OBJECTIVE
To clarify the significance of microvessel density (MVD) in a retrospective investigation the relationship between the pattern of MVD (reflecting angiogenesis), and tumour stage, grade, size, and occurrence of microvessel invasion (MVI), metastasis, and cancer‐specific survival (CSS) in patients who had surgery for renal cell carcinoma (RCC).
PATIENTS AND METHODS
Vessels were labelled in sections of formalin‐fixed, paraffin‐embedded tissues from 54 RCCs by CD34 immunohistochemistry. The mean MVD, expressed as the number of vessels per 10 high‐power fields (HPF, ×400) were measured for each case. In addition, all pathological slides were reviewed for the presence and absence of MVI. The prognostic value of MVD and MVI was then evaluated, and correlated with the usual prognostic variables, tumour metastasis and CSS.
RESULTS
In a univariate analysis of CSS, the MDV tended to be lower as stage increased from pT1 to pT3, and as grade increased from G1 to G4, although it was statistically significant only for stage (P < 0.001 and 0.050, respectively). The mean MVD was higher in 42 nonmetastatic than in 12 metastatic tumours, and in 33 tumours associated with MVI than in 21 with no MVI (P < 0.001). The mean MVD was also lower and significantly different for 28 large than 26 small tumours (P = 0.005). The survival rate of patients with tumours that were small, low‐stage, of higher MVD, with no MVI and metastasis was significantly higher than that of patients with large, high‐stage, low MVD, with MVI and metastatic tumours (all P < 0.001). MVI was significantly more common with a decreasing trend in MVD and the presence of metastasis (Spearman rank correlation rs = −0.68, P = 0.01, and rs = 0.39, P = 0.01, respectively).
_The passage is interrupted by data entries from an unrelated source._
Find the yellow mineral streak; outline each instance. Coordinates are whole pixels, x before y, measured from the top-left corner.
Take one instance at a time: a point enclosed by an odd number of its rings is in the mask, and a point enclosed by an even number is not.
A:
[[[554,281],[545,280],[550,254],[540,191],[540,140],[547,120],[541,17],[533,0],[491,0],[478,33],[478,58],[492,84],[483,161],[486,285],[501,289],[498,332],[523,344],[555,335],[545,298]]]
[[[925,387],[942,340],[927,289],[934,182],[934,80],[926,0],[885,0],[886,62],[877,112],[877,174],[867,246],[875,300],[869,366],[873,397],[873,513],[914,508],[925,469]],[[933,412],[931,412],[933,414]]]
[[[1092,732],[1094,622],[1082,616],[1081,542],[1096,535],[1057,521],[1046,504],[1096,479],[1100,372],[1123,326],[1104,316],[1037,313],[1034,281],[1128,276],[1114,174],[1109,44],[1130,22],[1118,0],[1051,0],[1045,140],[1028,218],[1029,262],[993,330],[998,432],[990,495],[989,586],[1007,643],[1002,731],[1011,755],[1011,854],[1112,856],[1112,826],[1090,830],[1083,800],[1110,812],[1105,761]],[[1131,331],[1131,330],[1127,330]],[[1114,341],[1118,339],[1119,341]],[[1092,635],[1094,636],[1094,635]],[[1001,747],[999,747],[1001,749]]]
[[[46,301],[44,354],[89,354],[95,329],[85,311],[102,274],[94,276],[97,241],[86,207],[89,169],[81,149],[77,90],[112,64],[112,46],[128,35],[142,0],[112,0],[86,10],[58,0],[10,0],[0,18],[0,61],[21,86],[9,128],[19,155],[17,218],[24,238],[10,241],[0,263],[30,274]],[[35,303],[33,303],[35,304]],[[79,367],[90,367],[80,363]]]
Independent prognostic factors in a multivariate analysis were: in all patients with RCC, tumour stage (P = 0.013) and metastasis (P = 0.028); in those with low MVD, MVI (P = 0.004) and metastases (P = 0.016); in those with no MVI, stage (P = 0.020); in those with MVI, MVD (P = 0.001); in those with no metastases, stage (P = 0.045); and in those with metastases, MVD (P < 0.001). No independent predictor was identified in patients with high MVD. In patients with no metastases there was a significantly shorter median CSS time in RCCs with low MVD and with MVI (P = 0.004 for both). Similarly, patients who had grade 3–4 tumours, vs those with lower MVD and with MVI, had a significantly shorter median CSS (P = 0.020 for MVD, and 0.01 for MVI).
CONCLUSIONS
This study suggested that MVD in RCC was inversely associated with MVI, tumour metastasis, patient survival and tumour diameter and stage, from the usual prognostic variables, but MVD was not an independent prognostic factor in multivariate analysis for all patients with RCC. Low MVD and the presence of MVI appears to be a marker for identifying patients with an adverse prognosis.